Lutho Dzedze’s paper joins the intense, ongoing, and divisive debate regarding the fitness of the four-year undergraduate Bachelor of Laws (LLB) degree for its purpose, namely, whether it is producing the much desired socio-economic transformative impact by making the legal profession more accessible to South Africa’s historically disadvantaged population groups. This contribution is timely given the increasing cacophony of voices proposing a return to the pre-1998 status quo when the LLB was only offered as part of a five or six year postgraduate degree programme. The author tackles the precise meaning of ‘transformation’ within the unique context of the legal profession in post-apartheid South Africa and clearly identifies a minimum of two challenges facing the four-year undergraduate LLB in terms of the prospects of accomplishing its historic mission. Contending that a number of erroneous assumptions were made at the points of conception and design of the said LLB, the author concludes that the current failures of the degree in delivering the desired transformative impact cannot be blamed on the degree and urges a cautionary, research-based, approach in the ongoing stakeholders’ review of the degree.

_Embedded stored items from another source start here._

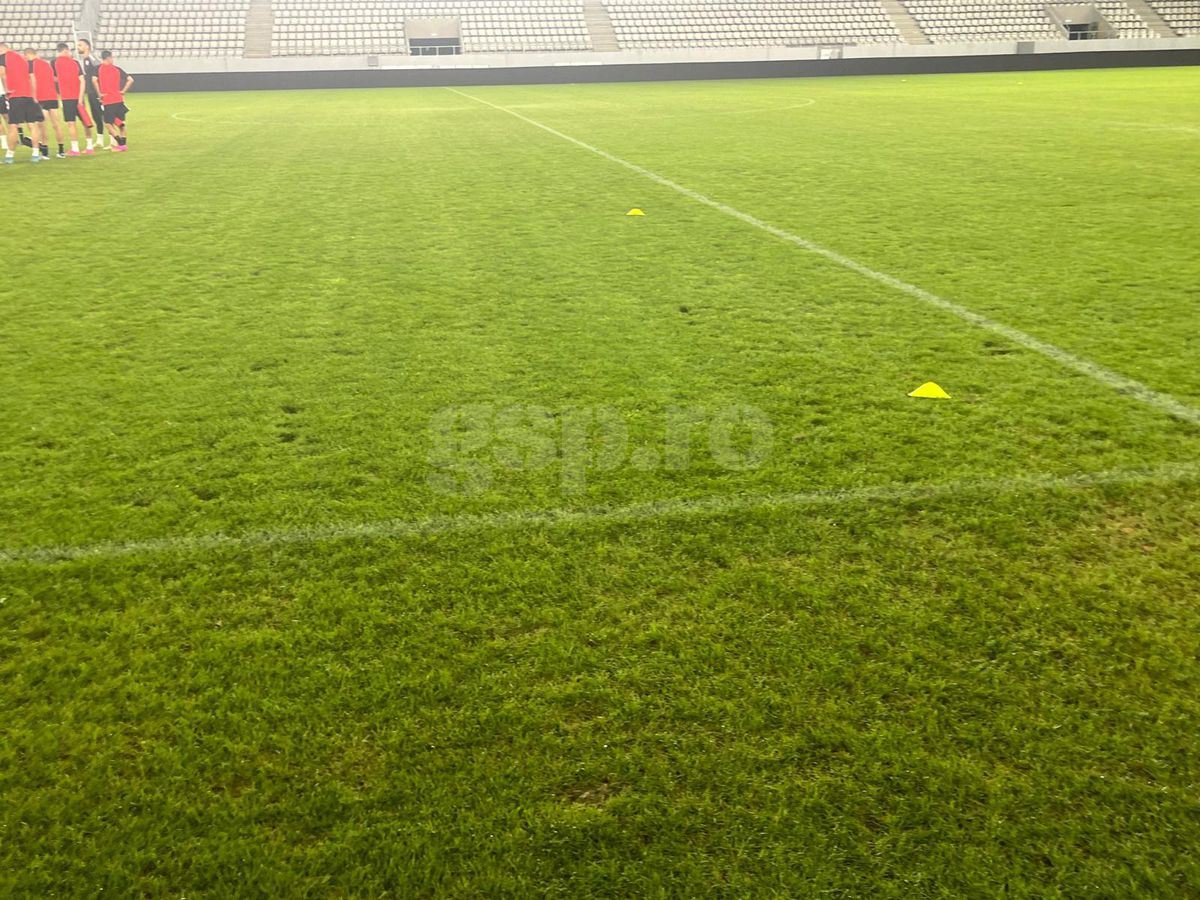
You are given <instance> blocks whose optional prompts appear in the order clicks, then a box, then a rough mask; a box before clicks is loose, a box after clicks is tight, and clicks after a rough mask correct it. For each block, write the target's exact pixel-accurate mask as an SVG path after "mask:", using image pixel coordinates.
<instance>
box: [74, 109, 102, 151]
mask: <svg viewBox="0 0 1200 900" xmlns="http://www.w3.org/2000/svg"><path fill="white" fill-rule="evenodd" d="M89 106H90V103H88V101H86V100H80V101H79V121H82V122H83V133H84V137H86V138H88V149H86V150H84V154H85V155H88V156H91V154H92V152H94V150H92V139H94V136H95V134H96V120H95V119H92V118H91V114H90V113H89V112H88V107H89ZM101 127H103V125H101Z"/></svg>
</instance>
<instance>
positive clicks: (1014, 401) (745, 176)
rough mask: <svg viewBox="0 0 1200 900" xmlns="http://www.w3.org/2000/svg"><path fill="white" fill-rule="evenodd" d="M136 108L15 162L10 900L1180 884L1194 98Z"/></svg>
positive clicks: (975, 95) (883, 95)
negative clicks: (74, 135)
mask: <svg viewBox="0 0 1200 900" xmlns="http://www.w3.org/2000/svg"><path fill="white" fill-rule="evenodd" d="M479 101H486V103H490V104H494V107H500V108H502V109H496V108H493V107H492V106H486V104H485V103H482V102H479ZM130 104H131V107H132V110H133V112H132V114H131V118H130V122H131V125H130V133H131V148H132V152H130V154H128V155H127V156H124V157H121V156H112V155H104V156H103V157H95V158H85V160H71V161H64V162H59V161H53V162H49V163H47V164H42V166H41V167H37V168H35V167H32V166H29V164H18V166H16V167H12V168H6V169H4V170H0V190H2V196H4V205H5V209H6V217H5V221H6V224H5V229H4V233H2V236H0V247H2V257H4V259H5V265H6V274H5V288H4V295H5V301H4V306H2V312H4V314H2V316H0V364H2V365H0V379H2V380H0V397H2V400H0V409H2V424H4V430H2V433H0V506H2V510H4V515H2V516H0V895H4V896H35V895H56V896H68V895H71V896H100V895H103V896H188V898H198V896H215V898H216V896H262V898H280V896H396V898H407V896H497V895H506V896H534V895H548V896H620V898H628V896H635V895H640V896H730V898H733V896H817V895H832V896H896V898H901V896H902V898H911V896H995V895H1014V896H1132V895H1147V896H1196V895H1200V854H1198V853H1196V852H1195V851H1196V847H1198V846H1200V739H1198V734H1200V478H1198V476H1200V468H1198V466H1196V462H1198V460H1200V421H1198V420H1190V421H1189V420H1188V419H1187V416H1186V415H1183V416H1181V415H1172V414H1170V413H1169V412H1168V410H1164V408H1163V407H1162V404H1160V403H1156V402H1154V400H1153V397H1151V398H1150V401H1147V396H1148V395H1146V394H1142V395H1139V394H1136V392H1130V390H1128V389H1126V388H1122V386H1120V385H1118V386H1117V388H1114V385H1112V384H1111V383H1108V382H1105V377H1104V376H1098V377H1093V376H1094V373H1096V372H1098V371H1099V368H1097V367H1103V370H1104V371H1106V372H1112V373H1117V374H1118V376H1120V377H1123V378H1128V379H1135V380H1136V382H1139V383H1141V384H1142V385H1145V386H1146V388H1147V389H1148V390H1150V391H1156V392H1158V394H1156V395H1154V397H1159V398H1162V397H1163V396H1164V395H1169V396H1170V397H1171V398H1174V401H1175V402H1177V404H1180V408H1188V409H1192V410H1195V409H1200V366H1198V365H1196V360H1198V358H1200V337H1198V336H1200V288H1198V284H1200V244H1198V240H1196V227H1198V223H1200V193H1198V192H1196V190H1195V178H1196V173H1198V172H1200V70H1195V68H1192V70H1184V68H1176V70H1130V71H1094V72H1079V73H1010V74H994V76H955V77H932V76H930V77H920V78H856V79H800V80H770V82H744V83H707V84H694V83H686V84H630V85H570V86H521V88H476V89H468V90H466V91H464V94H456V92H452V91H449V90H440V89H430V90H425V89H420V90H416V89H414V90H395V91H384V90H380V91H329V92H278V94H224V95H175V96H166V95H158V96H138V95H133V96H131V98H130ZM505 109H506V110H511V112H512V113H517V114H520V116H524V118H526V119H530V120H533V121H535V122H539V124H542V125H545V126H548V127H551V128H553V130H556V131H558V132H560V133H562V134H563V136H568V137H570V138H574V139H575V140H578V142H582V143H583V144H587V145H590V146H594V148H598V149H600V150H602V151H605V152H607V154H611V155H613V156H616V157H619V158H620V160H625V161H628V162H630V163H632V164H635V166H638V167H642V168H643V169H646V170H647V172H649V173H654V174H656V175H659V176H661V178H664V179H668V180H671V181H673V182H676V184H678V185H680V186H683V187H685V188H688V190H690V191H695V192H698V193H701V194H703V196H704V197H707V198H710V199H712V200H714V202H715V203H719V204H726V205H727V206H728V208H731V209H732V210H737V211H738V212H742V214H745V215H748V216H752V217H755V218H757V220H761V221H762V222H766V223H769V224H770V226H772V227H775V228H778V229H782V230H785V232H787V233H790V234H794V235H798V236H800V238H803V239H805V240H808V241H812V242H815V244H817V245H820V246H821V247H826V248H829V250H832V251H835V252H836V253H840V254H844V256H845V257H847V258H850V259H852V260H854V262H856V263H858V264H860V265H862V266H865V268H866V270H870V271H871V272H878V274H882V275H886V276H892V277H894V278H899V280H901V281H902V282H905V283H908V284H913V286H917V287H919V288H920V289H923V290H926V292H930V293H931V294H932V295H936V298H941V299H943V300H946V301H949V302H953V304H958V305H960V306H962V307H966V308H967V310H970V311H972V312H973V313H978V314H979V316H984V317H986V318H988V319H989V320H992V322H996V323H1002V324H1003V325H1006V326H1008V328H1010V329H1018V330H1019V331H1020V332H1024V334H1025V335H1030V336H1032V337H1034V338H1037V341H1040V342H1043V343H1042V344H1032V343H1031V342H1028V341H1024V340H1021V338H1020V336H1015V337H1014V335H1013V334H1012V332H1003V331H996V330H995V329H994V330H988V329H986V328H980V326H979V324H978V323H972V322H970V320H967V319H965V318H962V317H961V316H955V314H952V313H950V312H947V311H946V310H942V308H937V307H936V306H934V305H930V304H929V302H925V301H923V300H922V299H920V298H918V296H914V295H912V294H911V293H905V292H904V290H901V289H896V288H895V287H894V286H889V284H887V283H883V282H881V281H880V280H877V278H872V277H869V274H868V275H864V272H863V271H854V270H852V269H848V268H846V266H845V265H838V264H835V263H834V262H830V260H829V259H828V258H826V257H822V256H820V254H817V253H814V252H810V251H809V250H805V248H804V247H802V246H797V245H796V244H794V242H790V241H787V240H781V239H780V238H779V236H778V235H772V234H769V233H766V232H764V230H762V229H761V228H757V227H755V226H754V224H752V223H748V222H746V221H743V220H739V218H737V217H736V216H733V215H728V214H726V212H722V211H721V210H718V209H714V208H713V206H710V205H706V204H703V203H701V202H697V200H696V199H695V198H694V197H689V196H686V194H685V193H682V192H679V191H677V190H674V188H673V187H671V186H670V185H666V184H662V182H661V181H655V180H654V179H653V178H650V176H648V175H647V174H640V173H638V172H635V170H632V169H630V168H628V167H623V166H622V164H619V163H617V162H614V161H612V160H610V158H605V157H602V156H600V155H596V154H595V152H592V151H589V150H588V149H587V148H584V146H581V145H580V144H576V143H572V142H571V140H568V139H564V138H563V137H560V136H556V134H553V133H550V132H547V131H545V130H542V128H539V127H536V126H535V125H533V124H530V122H529V121H524V120H522V119H521V118H517V116H516V115H512V114H510V113H506V112H504V110H505ZM26 158H28V157H26ZM632 208H640V209H642V210H644V211H646V214H647V215H646V216H644V217H629V216H626V215H625V214H626V212H628V211H629V210H630V209H632ZM1062 353H1066V354H1072V355H1073V356H1074V358H1079V359H1080V360H1086V364H1087V365H1088V366H1092V368H1091V370H1088V371H1084V370H1082V368H1080V367H1079V366H1075V367H1072V366H1070V365H1063V361H1062V359H1061V354H1062ZM1055 354H1060V358H1056V356H1055ZM1088 372H1091V373H1092V374H1090V373H1088ZM930 380H932V382H936V383H938V384H941V385H942V386H943V388H944V389H946V390H947V391H948V392H949V394H950V395H952V398H950V400H948V401H931V400H914V398H910V397H908V396H907V394H908V391H911V390H913V389H914V388H917V386H918V385H920V384H922V383H924V382H930ZM101 892H103V893H101Z"/></svg>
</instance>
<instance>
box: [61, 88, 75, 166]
mask: <svg viewBox="0 0 1200 900" xmlns="http://www.w3.org/2000/svg"><path fill="white" fill-rule="evenodd" d="M78 118H79V103H78V102H77V101H73V100H64V101H62V121H65V122H66V124H67V134H70V136H71V151H70V152H68V154H67V156H78V155H79V126H78V125H76V120H77V119H78Z"/></svg>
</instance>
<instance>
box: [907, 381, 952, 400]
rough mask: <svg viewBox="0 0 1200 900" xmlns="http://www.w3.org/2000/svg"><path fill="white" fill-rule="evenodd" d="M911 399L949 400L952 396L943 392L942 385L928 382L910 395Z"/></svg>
mask: <svg viewBox="0 0 1200 900" xmlns="http://www.w3.org/2000/svg"><path fill="white" fill-rule="evenodd" d="M908 396H910V397H920V398H922V400H949V398H950V395H949V394H947V392H946V391H943V390H942V388H941V385H937V384H934V383H932V382H926V383H925V384H923V385H920V386H919V388H918V389H917V390H914V391H913V392H912V394H910V395H908Z"/></svg>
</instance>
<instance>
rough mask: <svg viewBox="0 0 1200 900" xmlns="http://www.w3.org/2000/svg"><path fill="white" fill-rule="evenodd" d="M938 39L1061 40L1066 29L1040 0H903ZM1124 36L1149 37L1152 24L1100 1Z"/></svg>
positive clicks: (1097, 1) (1134, 36)
mask: <svg viewBox="0 0 1200 900" xmlns="http://www.w3.org/2000/svg"><path fill="white" fill-rule="evenodd" d="M902 2H904V5H905V7H906V8H907V10H908V12H910V13H911V14H912V17H913V18H914V19H916V20H917V23H918V24H919V25H920V29H922V31H924V32H925V36H926V37H929V40H930V41H932V42H934V43H968V42H978V41H1061V40H1062V38H1063V31H1062V29H1061V28H1060V26H1058V25H1057V24H1056V23H1055V22H1054V19H1051V18H1050V13H1049V12H1048V8H1046V6H1048V5H1046V4H1045V2H1037V0H902ZM1081 6H1092V7H1096V8H1097V10H1098V11H1099V12H1100V14H1102V16H1104V18H1105V19H1106V20H1108V23H1109V24H1110V25H1111V26H1112V28H1114V29H1115V31H1116V32H1117V36H1120V37H1148V36H1150V26H1148V25H1147V24H1146V23H1145V22H1144V20H1142V19H1141V18H1140V17H1139V16H1138V14H1136V13H1135V12H1134V11H1133V10H1132V8H1129V6H1127V5H1126V4H1124V2H1122V0H1096V1H1093V2H1091V4H1086V5H1081Z"/></svg>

The authors of the final article published in this special centenary issue interrogate the tenor and practical implications of the Zimbabwean Constitutional Court judgment in Madzimbamuto v Registrar General for children of mixed parentage born outside Zimbabwe. The pursuit of that endeavour inevitably leads them to exposition and critical analysis of the pertinent provisions of Zimbabwe’s 2013 Constitution, including the Declaration of Rights contained therein. Highlighting the patently unfair and potentially prejudicial effects of the discrimination between citizens by birth and citizens by descent, the authors argue for the adoption of a purposive interpretation of sections 36(2) and 42 of the 2013 Constitution which, in their view, permit the treatment of Zimbabwean children of mixed parentage as citizens by birth, irrespective of their place of birth. They also proffer a recommendation that the above- mentioned sections of the Constitution be appropriately amended.